The regulations flatly forbid him from being in the TCA under any circumstances, unless prior to entering the TCA he had received permission from a controller to do so--permission that is routinely denied aircraft flying under visual flight rules. The TCA is reserved for aircraft flying under instrument flight rules, as do all airliners, and under the constant guidance of radar controllers.

When a controller sees a radar image of an aircraft such as the Piper transmitting the number 1200 on its radar beacon transponder, all the controller knows is the lateral location of the plane, not its altitude, NTSB officials explained. The controller can only assume that the pilot is following the rules by not flying within the restricted airspace of the TCA.

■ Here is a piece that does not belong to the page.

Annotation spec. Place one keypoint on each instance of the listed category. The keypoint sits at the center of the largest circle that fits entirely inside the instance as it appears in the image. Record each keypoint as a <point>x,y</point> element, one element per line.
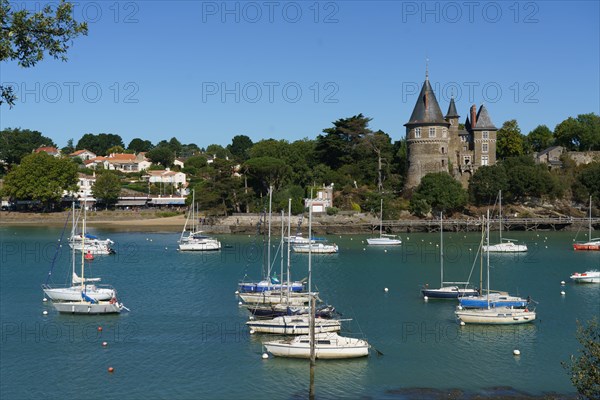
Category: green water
<point>185,336</point>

Even if he wonders or suspects otherwise, the controller has no way to contact the airplane’s pilot. There are 720 possible radio frequencies to which the airplane’s radio could be tuned, if it even has a radio and it is on and it works properly. It is always up to the pilot to initiate the first contact with aircraft controllers, be they private pilots or airline captains.

Altitude in Data Box

If the airplane is fitted with a separate piece of electronic gear called an “encoding altimeter,” which costs from $500 to $2,000, and the pilot has his transponder tuned to its “alt” (also known as “Mode C”) position instead of just the “on” position, the controller will also see the airplane’s altitude in a data box appearing beside the radar blip on his screen.

The Piper’s transponder was turned to the “on,” not the “alt” position, when recovered by investigators.